Following a total plastic ban in 2015, France also announced a total plastic ban – which includes cutleries as well – in 2016. The idea was to set an example of a reduction in greenhouse gas emission. It seeks to achieve this ban by 2020 completely.
The case of Sweden is different from the rest of the world. It does not follow the ‘ban plastic’ rule, but rather gives up its plastic waste for recycling. Focusing on this aspect, it has one of the strongest recycling systems in the world, so much so that only 1% of the household waste had been left for the landfills. Recently, they have also been declared as garbage free and seeks to help other countries recycle their waste through their strong systems.
Ireland, in 2002, put a plastic bag tax, which made plastic bags unavailable to the customer, without purchase. Even for buying, the tax was so high that the sales of this plastic went down by 94%. Currently, plastic usage is frowned upon in the country.
China had sought to ban the usage of plastic, by implementing a ban in the 1990s. However, owing to people not following the ban, the effect was negligible. Again in 2008, before the Olympics, the country banned thinner plastic bags and levied a charge on the thicker plastic ones. The charges would be earned by the shopkeepers. Consequently, plastic usage stopped down by 50%.
Rwanda saw with its own Plastic Oceans campaign group, put a stringent ban against usage of plastic in 2008. It called for a jail term if caught using plastic, although a fine of $61 usually suffices. It seeks to become completely plastic-free by the year 2020. Considered as the strictest band, it also ensures that tourists from other countries leave the plastic bags at the airport itself.
Australia was the second largest consumers of plastic bags per year after the US, with a 5 billion plastic bag usage per year. However, four areas of Australia have implemented a ban on plastic bags at the state level, namely, South Australia, the Australian Capital Territory, Tasmania, and the Northern Territory. Other territories will follow this year, with supermarkets seeking to wean off plastic use by 2018.

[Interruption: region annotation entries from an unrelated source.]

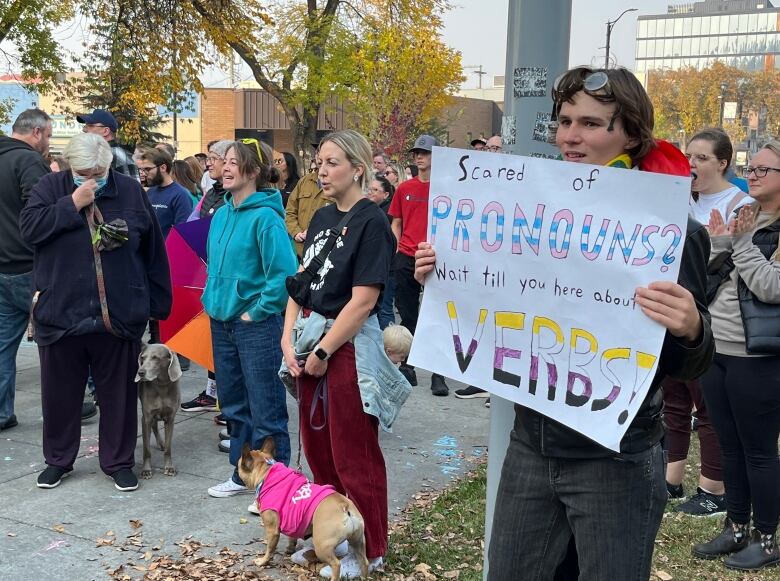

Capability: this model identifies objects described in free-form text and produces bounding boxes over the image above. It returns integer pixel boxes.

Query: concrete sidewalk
[0,342,489,581]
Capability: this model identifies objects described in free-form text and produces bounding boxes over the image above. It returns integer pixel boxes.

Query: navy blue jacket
[20,170,172,345]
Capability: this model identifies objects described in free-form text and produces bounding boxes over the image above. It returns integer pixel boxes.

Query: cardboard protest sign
[409,148,690,450]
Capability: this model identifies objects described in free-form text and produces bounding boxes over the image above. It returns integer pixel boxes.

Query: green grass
[383,464,487,581]
[383,435,780,581]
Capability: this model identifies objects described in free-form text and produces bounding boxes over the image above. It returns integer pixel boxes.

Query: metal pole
[484,0,572,579]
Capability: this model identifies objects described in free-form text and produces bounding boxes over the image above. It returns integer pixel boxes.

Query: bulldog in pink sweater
[238,438,368,581]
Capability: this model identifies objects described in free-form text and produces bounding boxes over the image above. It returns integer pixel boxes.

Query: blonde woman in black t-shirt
[282,130,395,577]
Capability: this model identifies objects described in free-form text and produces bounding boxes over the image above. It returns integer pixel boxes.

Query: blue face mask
[73,174,108,195]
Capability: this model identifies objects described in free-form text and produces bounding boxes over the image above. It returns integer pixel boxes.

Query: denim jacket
[279,311,412,432]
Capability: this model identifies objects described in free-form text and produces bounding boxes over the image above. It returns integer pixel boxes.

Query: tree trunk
[288,106,320,169]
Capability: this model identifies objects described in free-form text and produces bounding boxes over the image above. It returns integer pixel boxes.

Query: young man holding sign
[415,67,714,581]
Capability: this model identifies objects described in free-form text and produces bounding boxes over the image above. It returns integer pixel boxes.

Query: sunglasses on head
[551,67,620,132]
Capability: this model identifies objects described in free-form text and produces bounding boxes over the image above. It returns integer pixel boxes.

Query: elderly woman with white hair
[20,133,172,491]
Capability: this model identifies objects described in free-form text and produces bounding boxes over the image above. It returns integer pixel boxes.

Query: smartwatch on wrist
[314,345,330,361]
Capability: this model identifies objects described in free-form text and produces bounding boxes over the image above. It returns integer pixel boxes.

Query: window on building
[715,15,729,34]
[748,13,758,32]
[701,16,712,34]
[736,34,750,52]
[729,14,739,34]
[758,12,775,32]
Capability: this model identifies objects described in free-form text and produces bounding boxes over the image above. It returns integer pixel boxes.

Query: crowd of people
[0,59,780,580]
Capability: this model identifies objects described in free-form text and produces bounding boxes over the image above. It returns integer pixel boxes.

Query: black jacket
[0,137,51,274]
[512,218,715,459]
[729,220,780,355]
[21,170,172,345]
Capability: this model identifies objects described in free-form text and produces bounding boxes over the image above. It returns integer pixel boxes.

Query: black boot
[691,517,748,559]
[723,529,780,571]
[431,373,450,396]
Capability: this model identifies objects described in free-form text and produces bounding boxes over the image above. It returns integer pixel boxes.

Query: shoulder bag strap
[87,202,116,335]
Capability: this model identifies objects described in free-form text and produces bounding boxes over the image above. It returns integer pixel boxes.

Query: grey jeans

Out of all the bans, Kenya’s is the strictest. Since September 2017, Kenya has banned the production, sales, and usage of plastic, targeting mostly the manufacturers and the sellers. Anyone violating this law could be sentenced to 4 years in jail or may incur a fine of $40,000. They move towards the goal of being completely plastic-free by 2050.
Morocco was one of the largest consumers of a plastic bag, with its consumption per person being 900 bags per year. Its total usage amounted up to 3 billion bags, annually. With the crisis looming above, on 1st of July 2016, a ban was called on all forms of plastic bags in the country. Turned into law, it bans the production, transportation, import and sale of plastic bags.
In a revolutionary move, Zimbabwe, in July 2017, banned the usage of a kind of plastic called expanded polystyrene, used in food containers. These kinds of plastic take almost a million years to decompose, causing serious health hazards. Anyone in contravention of this band has levied a fee of $30-$50.
Read more about the history of plastic bags.
In comparison to the above countries, India is falling behind in the curtailing of plastic usage. In 2017, New Delhi had banned all single-use plastic, as it was found that the burning of this plastic contributed heavily to the air pollution; a health hazard that Delhi is critically engulfed in. Despite the grave consequences, the use of plastic has not reduced. India, alone, produces 56 Lakh tonnes of plastic waste per year, with 9,600 metric tonnes per day being produced by the National Capital. By 2030, Plastic dumps rising as high as 10 metres would need a landfill as big as about 90% of Bangalore’s area (Bhatia, 2017). India alone accounts for 60% of the plastic wastes being dumped into the oceans.
There is a major reason why plastic ban has not been successful in India. First, there are no stringent laws against plastic use in the country. Only one law is in place – banning the usage of thinner plastic bags. But owing to lack of implementation, it has majorly failed. Large vendors and supermarkets do charge their customers for plastic carry bags, but there seems to be no reduction in its usage. In the Delhi-NCR, the National Green Tribunal put a ban in place against plastic cutleries, plates, and other such items in January 2018, but its enforcement is neither monitored nor is its violations punished. Most roadside food trucks continue to use plastic for packaging and eating; shopkeepers hardly shy away from the usage of plastic bags.
Thus, given that there is little law to protect our mother earth, the responsibility for it lies on our shoulders. At an individual level, it is neither impossible nor even difficult to replace plastic bags with paper ones. The thicker plastics could be saved and reused. Other kinds of plastic wastes can be recycled at home into decorative products, flower tubs, key-chain holders, and toys and so on. With examples from the countries above, as well as ideas to recycle our plastic waste, it is imperative that we move towards a better, and safer future, hand-in-hand.